Но чаще всего, когда Сергей задумывается, кем ему быть, мысли его скачут в полном беспорядке, и он удивляется своему непостоянству.
«Почему ни с того ни с сего я начинаю думать про Антарктиду, про марки Мадагаскара и забываю, что надо идти в школу? — философствует в такие минуты Сыроежкин. — Я могу думать или не думать, учиться или лениться, делать что-нибудь или совсем ничего не делать. Почему, если я захочу, все выходит быстро и хорошо — и уроки, и уборка дома, и кросс. Захочу — и не буду ни математиком, ни инженером, а буду шофером, или геологом, или, как отец и мать, конструктором. На уроках географии меня так и тянет уехать на Север, работать там на заводе и отдыхать в стеклянном санатории. А на истории — раскапывать скифские курганы, искать стрелы, щиты, копья и разгадывать древние пергаменты. И конечно, всегда хочется быть космонавтом!.. Почему я такой, что сам себя не могу понять?»
И Сережка спрашивает отца:
— Пап, а как ты узнал, что хочешь быть конструктором?
Он спрашивает это, наверно, в сотый раз, хотя заранее знает все: как отец окончил школу, потом работал шофером на сибирской стройке — водил здоровенные самосвалы, потом поступил в автостроительный и там встретил маму. И пока Павел Антонович — наверно, в сотый раз — с удовольствием вспоминает молодость, Сережка думает о своем:
«Почему-то раньше все было просто.
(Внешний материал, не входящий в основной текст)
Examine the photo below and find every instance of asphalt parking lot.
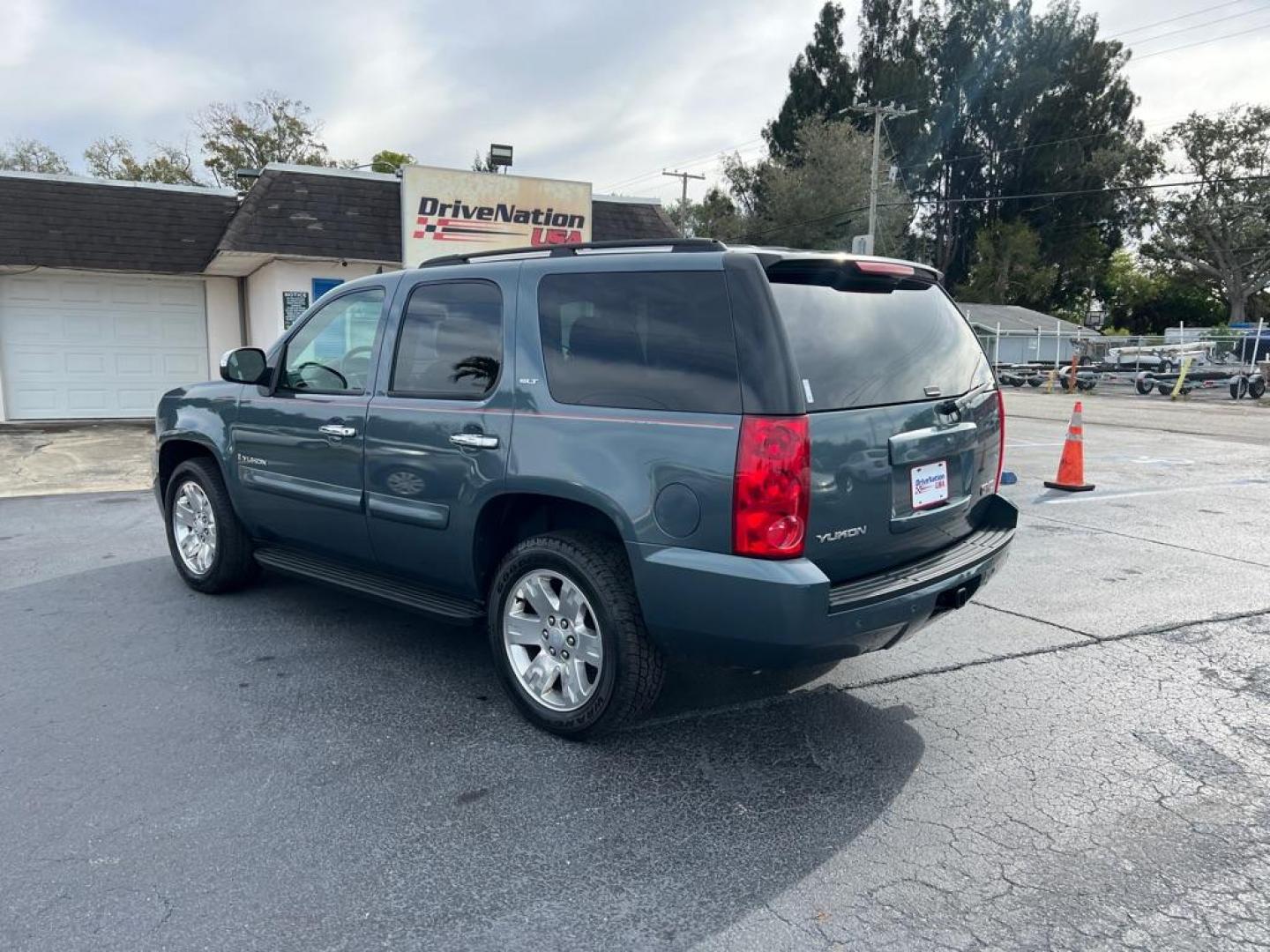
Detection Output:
[0,391,1270,952]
Люди знали, кем они хотят быть, на кого надо учиться. А тут стоишь, как Илья Муромец перед камнем, и не знаешь: налево пойдешь, направо пойдешь или прямо пойдешь? Даже тоска берет…»
И он опять вспомнил ту самую собаку, которая бежала за ним в темноте. Так долго бежала, и на тебе — только он хотел подобрать ее, принести домой, как она удрала. Чего она, глупая, испугалась?
— О чем ты думаешь? — спрашивает отец, прервав свой рассказ.
— Пап, а собака — умное существо? Она понимает, что ей говоришь?
— По-моему, понимает. Когда слушается, то понимает.
— А как понять человеку, что она чувствует?
— Наверно, надо научить ее говорить, — шутит отец.
— Пап, ты больше не рассказывай. Я все уже вспомнил, что было дальше… Пап, я твердо решил: я буду ветеринаром.
— Ну, как знаешь! — Павел Антонович пожимает плечами и уходит из комнаты.
Обиделся, что ли?
— А ветеринар — неплохая специальность! — кричит за стенкой отец.
Нет, не обиделся.
Павел Антонович возвращается с томом энциклопедии.
— Сейчас мы прочтем о ветеринарах, — говорит он.
«Неплохая»! — про себя усмехается Сергей, пока отец читает вслух энциклопедию. — Лечить всяких кошек да коров. Ну и занятие!.. Ничего они не понимают, эти взрослые. Скажешь что-нибудь нечаянно, а они уже развивают. А что хочется узнать на самом деле, так они этого не знают. Да и откуда им знать, как понимать собачьи чувства!.. Что же все-таки хотела та бездомная дворняга? Почему она убежала?"